The illegal practice of 'oil bunkering' diverts a fifth of Nigeria's oil output to makeshift refineries, where workers labour ankle deep in crude, surrounded by dead mangroves and blackened rivers. For most, it's the only job they can find.
1 of 21
Ebiowei, 48, carries an empty oil container on his head to be filled with refined fuel at an illegal refinery site near the Nun River in Nigeria’s oil state of Bayelsa, Nov. 27, 2012.
2 of 21
A man collects polluted water at an illegal oil refinery site near the Nun River.
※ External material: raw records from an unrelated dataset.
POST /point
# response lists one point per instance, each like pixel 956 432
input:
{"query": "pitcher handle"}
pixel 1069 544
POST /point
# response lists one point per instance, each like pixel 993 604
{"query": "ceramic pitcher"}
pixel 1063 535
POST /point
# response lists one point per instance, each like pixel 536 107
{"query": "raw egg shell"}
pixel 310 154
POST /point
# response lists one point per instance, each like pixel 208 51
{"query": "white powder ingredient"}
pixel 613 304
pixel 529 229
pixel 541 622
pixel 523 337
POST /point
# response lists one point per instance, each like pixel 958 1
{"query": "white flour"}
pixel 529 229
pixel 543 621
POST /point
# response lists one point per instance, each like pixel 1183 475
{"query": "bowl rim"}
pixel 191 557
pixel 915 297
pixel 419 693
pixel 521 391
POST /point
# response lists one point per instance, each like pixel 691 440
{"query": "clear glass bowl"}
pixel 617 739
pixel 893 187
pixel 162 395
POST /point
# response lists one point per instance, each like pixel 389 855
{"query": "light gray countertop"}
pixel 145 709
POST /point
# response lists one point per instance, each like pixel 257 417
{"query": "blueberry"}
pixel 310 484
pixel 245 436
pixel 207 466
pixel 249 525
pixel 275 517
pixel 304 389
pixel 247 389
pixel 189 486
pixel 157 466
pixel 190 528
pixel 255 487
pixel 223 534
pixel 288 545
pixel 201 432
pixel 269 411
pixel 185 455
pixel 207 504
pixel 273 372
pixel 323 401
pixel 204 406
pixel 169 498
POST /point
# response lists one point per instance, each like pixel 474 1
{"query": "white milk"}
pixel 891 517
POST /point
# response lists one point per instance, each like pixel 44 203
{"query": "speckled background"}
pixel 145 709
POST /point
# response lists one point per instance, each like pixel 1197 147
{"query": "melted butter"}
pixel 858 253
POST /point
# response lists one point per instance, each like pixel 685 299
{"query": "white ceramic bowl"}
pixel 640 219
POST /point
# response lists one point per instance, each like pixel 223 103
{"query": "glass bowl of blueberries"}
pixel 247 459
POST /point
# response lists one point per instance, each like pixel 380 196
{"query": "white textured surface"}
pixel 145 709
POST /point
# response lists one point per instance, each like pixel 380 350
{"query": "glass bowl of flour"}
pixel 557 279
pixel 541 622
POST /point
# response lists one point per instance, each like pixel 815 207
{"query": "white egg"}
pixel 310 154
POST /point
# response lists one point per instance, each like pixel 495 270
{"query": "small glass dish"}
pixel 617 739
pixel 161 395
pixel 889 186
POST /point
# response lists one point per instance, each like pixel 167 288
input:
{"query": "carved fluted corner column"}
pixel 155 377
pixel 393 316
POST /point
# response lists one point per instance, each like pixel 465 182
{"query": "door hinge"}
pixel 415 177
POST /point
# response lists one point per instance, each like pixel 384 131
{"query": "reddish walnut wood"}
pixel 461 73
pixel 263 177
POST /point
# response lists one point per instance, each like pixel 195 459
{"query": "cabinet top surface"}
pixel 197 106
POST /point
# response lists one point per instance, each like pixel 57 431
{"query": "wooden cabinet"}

Thousands of people in Nigeria engage in a practice known locally as oil 'bunkering' – hacking into pipelines to steal crude then refining it or selling it abroad.
3 of 21
A man named Godswill works at an illegal oil refinery site, where steam rises from pipes carrying refined oil from a burner into broken containers near the Nun River Nov. 27, 2012.
4 of 21
Plates used by labourers lie on the ground at an illegal oil refinery site near the Nun River in Bayelsa.
5 of 21
Ebiowei carries refined oil in buckets at an illegal oil refinery site. ‘Oil bunkering,’ which leaves oil spewing from pipelines for kilometres around each site, diverted about a fifth of Nigeria’s two-million barrels-per-day production last year, according to the finance ministry.
6 of 21
Godswill collects crude oil from a mini storage unit filled with oil waiting to be refined. Locals in the industry say workers can earn $50 to $60 (U.S.) a day.
7 of 21
A passenger speedboat churns up the water while in the background an illegal oil refinery is left burning after a military chase in a windy creek near the Nun River Dec. 6, 2012. Last year, nearly 2,000 suspects were arrested and 4,000 refineries, 30,000 drums of products and hundreds of bunkering boats destroyed under orders from President Goodluck Jonathan.
8 of 21
A warning sign belonging to Royal Dutch Shell is seen along the Nembe creek in Nigeria’s oil state of Bayelsa Dec. 2, 2012.
9 of 21
A young woman named Akpomene is pictured coated in oil stains as she sits in a canoe near the Nun River Nov. 27, 2012. Akpomene fishes in the creek and sells the fish to help her family. The oil leaves sticky rashes on her body that washing can't remove.
10 of 21
A crude oil refinery worker stands in front of a locally made burner in an illegal oil refinery site. The worker said that he had been doing the job for two years and earned the equivalent of around $60 a day.
11 of 21
Refinery workers are reflected in polluted stagnant water at an illegal oil refinery site. Thieves often tap unguarded pipelines in broad daylight, hacking into them and connecting a hose to pump the oil onto a barge.
12 of 21
A worker pours crude oil into a locally made burner using a funnel at an illegal oil refinery.
13 of 21
Most of the stolen crude is shipped offshore, with the remaining 10 per cent refined locally.
14 of 21
A man working at an illegal oil refinery site pours oil under a locally made burner to keep the fire going.
15 of 21
A locally made boat containing crude oil is manned through a creek near the Nun River. Decades of oil production have poisoned the waters of the delta, driving fishermen deeper into poverty and leaving some with few options for making a living.
16 of 21
A man and his son walk through polluted farmland in the Kalaba community in Nigeria’s oil state of Bayelsa Nov. 26, 2012.
17 of 21
A man pours water on a fire in a locally made burner. Most of the workers at illegal refineries say they have no choice; decades of oil production in Nigeria have not produced many jobs.
18 of 21
Ebiowei drags a hose used to help siphon crude oil.
19 of 21
Men guide a locally made boat carrying drums filled with refined stolen oil through a creek near the river Dec. 6, 2012. The men obtained the oil from refiners at an illegal site.
20 of 21
A fuel station in the Ahoada community near Nigeria’s oil hub city, Port Harcourt, is closed Dec. 6, 2012. Nigeria’s legal refineries have been left largely defunct by decades of mismanagement and corruption, so fuel stations in the world’s 12th largest oil producing country often run out of supplies.
21 of 21
Canoes lie in oil-slicked mud on the shore of the Bodo creek in Ogoniland near Port Harcourt Dec. 4, 2012.